– Я ухожу. Вы позаботитесь о Гербрете, Эмили?
Эмили хлюпнула носом и кивнула.
– Идите, Вулф, – голос Фиринга стал серьезнее. – Я вовсе не хочу лезть к вам в душу. Но все же не стоит принимать все это так близко к сердцу. И потом – есть более эффективные способы справиться с печалью, чем напиваться в одиночестве.
– Кто говорил о…
– А говорить совершенно необязательно. Так что, мальчик мой, если вы собирались… Вы ведь не религиозны, не так ли?
– О господи, нет, – отозвался Вулф.
– А лучше бы были… Если позволите сделать предложение, Вулф, почему бы вам не прийти сегодня вечером в Храм? У нас будет особенная служба. Совсем особенная. Она может отвлечь вас от мыслей о Гло… от ваших проблем.
– Спасибо, нет. Я всегда хотел посетить ваш Храм – я слышал о нем удивительнейшие вещи! – но… не сегодня. Как-нибудь в другой раз.
– Сегодня будет особенно интересно.
– Почему? Что такого особенного в сегодняшнем тридцатом апреля?
Фиринг покачал седой головой:
– Просто поразительно, насколько невежествен может быть ученый вне выбранной им области знаний… Но вы знаете дорогу, Вулф; я все-таки надеюсь увидеть вас там вечером.
– Спасибо. Но мои проблемы не требуют вмешательства сверхъестественных сил. Думаю, пара коктейлей прекрасно поможет, скажем – «зомби» отлично подойдет, и я совершенно не собираюсь напиваться в стельку. До свиданья, Оскар.
Он уже почти вышел, но обернулся и добавил:
– Пока, Эмили.
– Какая стремительность! – промурлыкал Фиринг. – Какая импульсивность. Как приятно наслаждаться молодостью, не правда ли, Эмили?
Эмили ничего не ответила.
Она начала печатать предварительный бюджет с такой скоростью и так яростно барабаня по клавишам, будто за ней по пятам гнались адские псы и их было много.
Солнце садилось, а Вулф все никак не мог успокоиться.
Бармен уже отполировал все стаканы на стойке, а история, которую он вынужден был слушать, все не кончалась и не кончалась. Безумно скучая, бармен демонстрировал фальшивый интерес к россказням клиента, который поглощал уже не первый «зомби», – бармен был профессионалом.
– Я рассказывал, как она провалила промежуточный экзамен? – грозно вопросил Вулф.
– Трижды, – ответил бармен.
– Ну хорошо, тогда я тебе расскажу. Пмаешь, обычно я так не поступаю. Не по-сту-па-ю. Профессиональная этика – это все, что у меня есть. Но тут было иначе. Это было не то, что кто-то не знал просто потому, что не знает; это была девушка, которая не знала потому, что была такого типа, которая знает такие вещи, которые девушка должна знать, если она такого типа, что должна знать такие вещи. Пмаешь?
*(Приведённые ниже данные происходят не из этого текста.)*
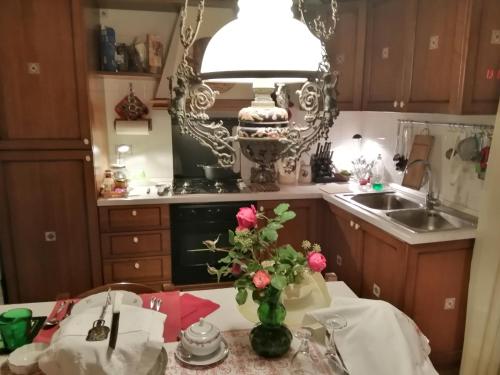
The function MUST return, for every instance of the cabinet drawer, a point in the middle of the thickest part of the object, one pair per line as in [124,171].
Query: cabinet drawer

Бармен бросил оценивающий взгляд на полноватого невысокого мужчину, сидевшего в одиночестве за стойкой пустого бара и медленно потягивавшего свой джин-тоник.
– Она мне это показала. Она показала мне мно-о-ожество разных вещей, и я до сих пор вижу вещи, которые она мне показала. Это не обычная история, когда профессор влюбляется в студентку и бла-бла-бла, пмаешь? Это было иначе. Это было пркрассссно. Это было как целая новая жизнь… типа.
Бармен бочком двинулся к тому концу барной стойки, где сидел толстяк со странной бородкой.
– Братец, – тихонько позвал бармен.
Толстяк глянул на него поверх джин-тоника:
– Да, коллега?
– Еще пять минут бесконечной заезженной пластинки этого профессора – и я за себя не ручаюсь. Как насчет заменить меня, а?
Человек повернулся к Вулфу и остановил взгляд на его руке, сжимавшей высокий стакан с «зомби».
– С удовольствием, коллега, – кивнул он.
Бармен с облегчением выдохнул.
– Она была сама Мооооолодость, – сосредоточенно тянул Вулф в ту сторону, где только что стоял бармен. – Но это было не все. Это было… д-д-д- другое. Она была сама Жжжжжизнь, и Волнение, и Радость, и Экстаз и все такое. Пмаешь… – Он запнулся и уставился на пустое пространство. – Пт- рясающе, – отметил он. – Прямо на моих глазах. Пт-рясающе!
– Продолжайте, коллега, – подбодрил его толстяк со своего места.
Вулф обернулся:
– А… Вот ты где. Я рассказывал, как пошел к ней домой, чтобы проверить курсовую?